Had Henry remained in his native land he would have had to serve four years in the army. At that time all men over twenty one had to serve in the army for four years in military training and all boys from fourteen to eighteen had to learn some kind of trade. He had learned the trade of a tailor.
They located in a German colony in Pennsylvania where they remained till the spring of 1860, then came by ox team, a long tedious journey. Struggling on, over rough roads, fording rivers, across plains and mountains, enduring heat and storm and all the privations and hardships of the journey, they arrived in Great Salt Lake City on September 1, 1860.
Henry found himself alone, you might say, in a strange land among strangers, most of them speaking a different language. He found employment at Daniel H. Wells, receiving his board and lodgings and ten dollars per month. He often was escort of Brother Wells’ girls to dances while living here. He made his home with Brother Wells about three and one half years. By that time he had met an English girl, Rachel Smuin whom he married on March 11, 1864. She was the daughter of Thomas Smuin and Sarah Hook. They were married in the Endowment House.
He continued in the employment of Brother Wells for about two years. He then went to Morgan, where his uncle Martin Heiner and family had located. This place did not seem to appeal to him, thus in the spring of 1869 he moved his family to Pleasant Grove, and bought a piece of land about two and one half miles south of Pleasant Grove center at the foot of a big sand hill. A nice stream of water ran by on the south side of the property.

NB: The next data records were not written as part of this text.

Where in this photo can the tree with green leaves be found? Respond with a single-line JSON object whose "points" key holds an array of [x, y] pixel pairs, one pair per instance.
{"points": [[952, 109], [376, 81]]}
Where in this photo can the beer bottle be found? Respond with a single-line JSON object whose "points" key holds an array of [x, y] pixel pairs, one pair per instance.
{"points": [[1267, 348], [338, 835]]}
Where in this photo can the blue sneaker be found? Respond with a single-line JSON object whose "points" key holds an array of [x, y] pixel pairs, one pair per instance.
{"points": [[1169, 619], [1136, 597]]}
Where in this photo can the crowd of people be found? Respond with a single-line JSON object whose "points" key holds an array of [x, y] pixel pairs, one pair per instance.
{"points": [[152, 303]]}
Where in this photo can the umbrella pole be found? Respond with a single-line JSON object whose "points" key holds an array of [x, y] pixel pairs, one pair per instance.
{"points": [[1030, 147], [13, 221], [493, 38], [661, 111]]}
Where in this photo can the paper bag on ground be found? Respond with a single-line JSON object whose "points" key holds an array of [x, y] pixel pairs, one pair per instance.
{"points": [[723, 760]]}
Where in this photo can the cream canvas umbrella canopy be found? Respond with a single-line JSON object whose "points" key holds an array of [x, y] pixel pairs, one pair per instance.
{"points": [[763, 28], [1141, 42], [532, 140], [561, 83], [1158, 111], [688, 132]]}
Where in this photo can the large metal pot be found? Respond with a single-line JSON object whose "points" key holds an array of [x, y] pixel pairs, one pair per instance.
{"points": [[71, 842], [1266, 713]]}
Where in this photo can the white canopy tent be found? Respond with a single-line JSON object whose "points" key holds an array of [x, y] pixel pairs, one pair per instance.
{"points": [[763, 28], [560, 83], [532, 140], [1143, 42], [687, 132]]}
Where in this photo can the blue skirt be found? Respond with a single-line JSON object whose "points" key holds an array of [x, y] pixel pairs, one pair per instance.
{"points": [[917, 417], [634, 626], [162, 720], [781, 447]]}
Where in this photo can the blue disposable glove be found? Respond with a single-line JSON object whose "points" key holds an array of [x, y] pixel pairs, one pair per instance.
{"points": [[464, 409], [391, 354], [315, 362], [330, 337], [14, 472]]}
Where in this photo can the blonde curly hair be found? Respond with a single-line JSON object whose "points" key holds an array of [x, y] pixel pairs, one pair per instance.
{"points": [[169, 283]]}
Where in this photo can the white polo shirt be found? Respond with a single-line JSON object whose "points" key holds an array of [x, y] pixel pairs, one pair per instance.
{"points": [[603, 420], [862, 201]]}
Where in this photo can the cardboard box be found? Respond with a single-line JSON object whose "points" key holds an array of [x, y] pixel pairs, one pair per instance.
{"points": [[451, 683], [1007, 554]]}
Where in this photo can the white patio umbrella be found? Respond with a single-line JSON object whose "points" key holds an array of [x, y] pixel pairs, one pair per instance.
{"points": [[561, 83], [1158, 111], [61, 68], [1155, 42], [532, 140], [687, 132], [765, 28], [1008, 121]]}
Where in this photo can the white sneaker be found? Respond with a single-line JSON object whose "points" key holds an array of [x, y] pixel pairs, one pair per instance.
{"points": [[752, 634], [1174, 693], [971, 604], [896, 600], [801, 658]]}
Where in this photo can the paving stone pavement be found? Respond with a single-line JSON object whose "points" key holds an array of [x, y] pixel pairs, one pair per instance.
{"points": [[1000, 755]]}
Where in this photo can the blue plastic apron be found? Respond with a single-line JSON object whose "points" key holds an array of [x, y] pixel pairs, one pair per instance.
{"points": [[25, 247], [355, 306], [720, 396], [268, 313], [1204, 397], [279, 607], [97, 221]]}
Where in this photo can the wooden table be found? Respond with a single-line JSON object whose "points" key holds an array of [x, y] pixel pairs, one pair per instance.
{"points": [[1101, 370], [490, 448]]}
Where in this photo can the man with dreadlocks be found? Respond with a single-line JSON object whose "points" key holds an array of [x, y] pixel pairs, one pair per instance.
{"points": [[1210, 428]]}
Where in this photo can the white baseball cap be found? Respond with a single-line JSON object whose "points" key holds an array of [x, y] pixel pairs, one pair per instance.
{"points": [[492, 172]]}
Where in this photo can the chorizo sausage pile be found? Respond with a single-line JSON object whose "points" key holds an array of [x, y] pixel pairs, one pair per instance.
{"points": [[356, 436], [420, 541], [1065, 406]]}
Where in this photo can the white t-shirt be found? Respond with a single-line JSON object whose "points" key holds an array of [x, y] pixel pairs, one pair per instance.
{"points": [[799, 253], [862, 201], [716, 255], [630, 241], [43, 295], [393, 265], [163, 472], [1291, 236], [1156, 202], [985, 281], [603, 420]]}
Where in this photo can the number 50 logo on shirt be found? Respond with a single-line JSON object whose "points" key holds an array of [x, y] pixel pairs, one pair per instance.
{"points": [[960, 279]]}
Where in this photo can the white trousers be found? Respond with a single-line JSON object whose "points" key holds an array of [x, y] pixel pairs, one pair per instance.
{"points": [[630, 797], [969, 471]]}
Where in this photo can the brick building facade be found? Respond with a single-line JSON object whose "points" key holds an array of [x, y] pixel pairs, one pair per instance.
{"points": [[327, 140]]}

Here he built his home, at first a log one-room house with one door, one small window, a dirt roof and floor, with a fire place where his wife cooked. In a few years he dug a cellar, rocked it up instead of cement, put in some bins on one side to put his grain in and moved the log room on it and put a shingle roof on.
During this time he met many hardships, trouble and sorrow, yet many were the weary traveler who were fed and they and their teams sheltered for the night. At his place no one was ever turned from his door, hungry.
He cut his grain with the cradle, and his lucerne with the scythe and hauled hay on shares to feed his cattle and horses in the winter. His eldest son, Arthur was accidentally run over with a loaded wagon and died three days later from the injuries. He often stood guard at night to protect his wife and family as well as the neighbors from the Indians.
For five years he cared for Thomas Smuin, his father-in-law. The last two years he had to be cared for just like a baby., The old gentleman had to be dressed and undressed, bathed, with never a complaint from Henry. He felt that it wasn’t any more than his duty to care for him, the same as if it were his own father.
He worked on the railroad and though was not a public sort of man hauled rock for the temple out of Cottonwood Canyon by ox team.